この方法は、相模中研で培ってきた技術に基づきKASTのプロジェクトで開発されました。そこで、特許は両者の共同出願となりました。日本のみでなく米国をはじめヨーロッパにおいても特許が成立しました。日本ではライセンスを希望する会社は現れませんでしたが、2001年、ヨーロッパの某社との間にライセンス契約が成立しました。この方法で作製されたヒト完全長cDNAライブラリーが、日本におけるヒトcDNAプロジェクトのさきがけとして貢献していることや、海外へライセンスされたことが評価され、平成15年度全国発明表彰において発明賞を受賞することができました。

その後の展開

KASTプロジェクト終了後、相模中研では、各種ヒト細胞からこの方法を用いて完全長cDNAライブラリーを作製し、その大規模塩基配列決定を行い、その中から医薬品開発につながると思われるクローンを選び、機能解析を実施しました。特に、プロテジーンというベンチャー企業と共同で、分泌タンパク質や膜タンパク質に焦点を当てて解析を進めました。
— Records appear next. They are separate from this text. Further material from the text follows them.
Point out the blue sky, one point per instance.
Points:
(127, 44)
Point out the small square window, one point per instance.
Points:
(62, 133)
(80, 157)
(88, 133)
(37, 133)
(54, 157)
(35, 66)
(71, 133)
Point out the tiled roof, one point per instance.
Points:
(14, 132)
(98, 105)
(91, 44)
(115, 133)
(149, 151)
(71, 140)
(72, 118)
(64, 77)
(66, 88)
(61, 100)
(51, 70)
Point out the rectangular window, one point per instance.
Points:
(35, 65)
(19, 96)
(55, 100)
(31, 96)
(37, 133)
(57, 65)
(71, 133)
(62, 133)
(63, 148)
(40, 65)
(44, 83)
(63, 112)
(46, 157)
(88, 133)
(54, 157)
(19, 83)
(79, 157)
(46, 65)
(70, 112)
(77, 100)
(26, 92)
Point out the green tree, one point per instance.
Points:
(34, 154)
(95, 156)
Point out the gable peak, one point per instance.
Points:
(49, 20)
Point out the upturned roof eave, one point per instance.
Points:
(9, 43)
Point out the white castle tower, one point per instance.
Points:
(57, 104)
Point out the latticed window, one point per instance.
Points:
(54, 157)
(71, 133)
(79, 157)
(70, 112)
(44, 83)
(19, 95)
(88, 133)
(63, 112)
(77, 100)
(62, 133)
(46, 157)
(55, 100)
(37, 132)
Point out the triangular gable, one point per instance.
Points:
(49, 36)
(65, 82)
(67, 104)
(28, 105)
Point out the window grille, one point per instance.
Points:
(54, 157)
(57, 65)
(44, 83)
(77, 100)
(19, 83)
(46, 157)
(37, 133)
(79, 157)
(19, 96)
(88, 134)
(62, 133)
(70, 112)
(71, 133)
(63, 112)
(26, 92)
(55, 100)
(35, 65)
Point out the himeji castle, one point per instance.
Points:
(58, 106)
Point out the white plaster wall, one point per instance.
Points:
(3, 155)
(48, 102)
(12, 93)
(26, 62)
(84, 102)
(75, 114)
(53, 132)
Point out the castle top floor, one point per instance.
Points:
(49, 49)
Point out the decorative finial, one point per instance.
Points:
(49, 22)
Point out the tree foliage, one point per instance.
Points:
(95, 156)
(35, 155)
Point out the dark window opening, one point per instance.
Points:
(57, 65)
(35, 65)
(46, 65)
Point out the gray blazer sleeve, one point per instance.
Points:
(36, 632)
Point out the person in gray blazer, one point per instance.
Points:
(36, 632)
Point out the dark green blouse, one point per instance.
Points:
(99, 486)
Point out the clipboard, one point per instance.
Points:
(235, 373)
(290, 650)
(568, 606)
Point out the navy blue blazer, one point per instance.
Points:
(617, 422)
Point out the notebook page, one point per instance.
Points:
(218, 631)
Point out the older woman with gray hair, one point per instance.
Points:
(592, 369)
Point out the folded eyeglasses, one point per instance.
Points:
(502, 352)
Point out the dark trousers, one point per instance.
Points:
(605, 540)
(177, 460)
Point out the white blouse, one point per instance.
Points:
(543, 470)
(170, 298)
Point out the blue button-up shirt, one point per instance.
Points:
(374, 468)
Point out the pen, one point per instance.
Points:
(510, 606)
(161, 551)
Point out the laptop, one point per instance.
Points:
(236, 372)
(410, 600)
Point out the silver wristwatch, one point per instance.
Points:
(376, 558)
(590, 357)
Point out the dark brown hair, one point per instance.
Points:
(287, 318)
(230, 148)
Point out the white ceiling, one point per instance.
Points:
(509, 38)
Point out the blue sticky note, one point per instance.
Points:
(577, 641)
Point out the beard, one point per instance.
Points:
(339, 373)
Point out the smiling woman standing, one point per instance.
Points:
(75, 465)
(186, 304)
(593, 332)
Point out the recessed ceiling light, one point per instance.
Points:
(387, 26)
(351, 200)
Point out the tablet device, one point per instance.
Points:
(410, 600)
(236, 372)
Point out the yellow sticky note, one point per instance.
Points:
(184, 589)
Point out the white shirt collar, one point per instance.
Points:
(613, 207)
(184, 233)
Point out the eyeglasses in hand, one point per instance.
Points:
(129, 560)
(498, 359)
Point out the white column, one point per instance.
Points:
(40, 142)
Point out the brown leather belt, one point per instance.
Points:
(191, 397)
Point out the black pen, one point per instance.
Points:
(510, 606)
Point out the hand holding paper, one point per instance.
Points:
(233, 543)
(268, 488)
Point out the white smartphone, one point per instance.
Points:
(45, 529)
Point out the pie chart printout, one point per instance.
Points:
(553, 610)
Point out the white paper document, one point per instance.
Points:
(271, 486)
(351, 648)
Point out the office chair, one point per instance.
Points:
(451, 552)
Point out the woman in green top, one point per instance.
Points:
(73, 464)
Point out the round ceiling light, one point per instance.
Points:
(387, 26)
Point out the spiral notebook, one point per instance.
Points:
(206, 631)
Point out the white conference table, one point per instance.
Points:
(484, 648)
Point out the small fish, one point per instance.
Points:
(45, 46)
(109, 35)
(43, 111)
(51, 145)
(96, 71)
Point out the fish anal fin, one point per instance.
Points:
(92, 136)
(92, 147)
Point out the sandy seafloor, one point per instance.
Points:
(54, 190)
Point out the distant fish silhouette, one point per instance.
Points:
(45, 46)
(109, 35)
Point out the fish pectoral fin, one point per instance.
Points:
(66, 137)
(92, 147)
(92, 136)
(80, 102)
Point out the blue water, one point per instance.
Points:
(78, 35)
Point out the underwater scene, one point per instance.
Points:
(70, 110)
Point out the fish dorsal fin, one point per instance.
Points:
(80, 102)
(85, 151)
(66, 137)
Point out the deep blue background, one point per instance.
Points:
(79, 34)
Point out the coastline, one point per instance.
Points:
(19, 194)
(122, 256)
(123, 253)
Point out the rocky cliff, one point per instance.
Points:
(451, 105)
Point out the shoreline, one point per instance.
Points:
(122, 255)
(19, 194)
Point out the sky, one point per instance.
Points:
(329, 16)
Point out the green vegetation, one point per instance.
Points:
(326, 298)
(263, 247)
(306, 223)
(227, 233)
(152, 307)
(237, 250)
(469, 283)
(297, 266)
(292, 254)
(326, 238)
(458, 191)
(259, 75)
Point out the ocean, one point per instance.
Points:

それまで蓄積したヒト遺伝子cDNAの機能解析を進めることを模索していた時に、新技術開発事業団のERATO事業に採用され、「加藤たん白生態プロジェクト」を立ち上げることができました。それまで収集したヒト完全長cDNAコレクションを用いて、新しいタンパク質の機能解析並びにそのための新手法の開発を実施しました。

ERATOプロジェクト終了後、私は相模中研から国立障害者リハビリテーションセンター研究所に移籍しました。そこでは網膜色素変性症の原因遺伝子探索の一環としてキメラオリゴキャッピング法を用いたヒト網膜組織の完全長cDNAライブラリーの解析を計画しました。その過程でキメラオリゴキャッピング法よりも格段に優れたベクターキャッピング法の開発に成功したので、以後キメラオリゴキャッピング法を使用する機会はありませんでした。しかし、この方法を用いて世界で初めて完全長cDNAライブラリーの解析を提唱し実践したことで、キメラオリゴキャッピング法の役割は果たせたと考えています。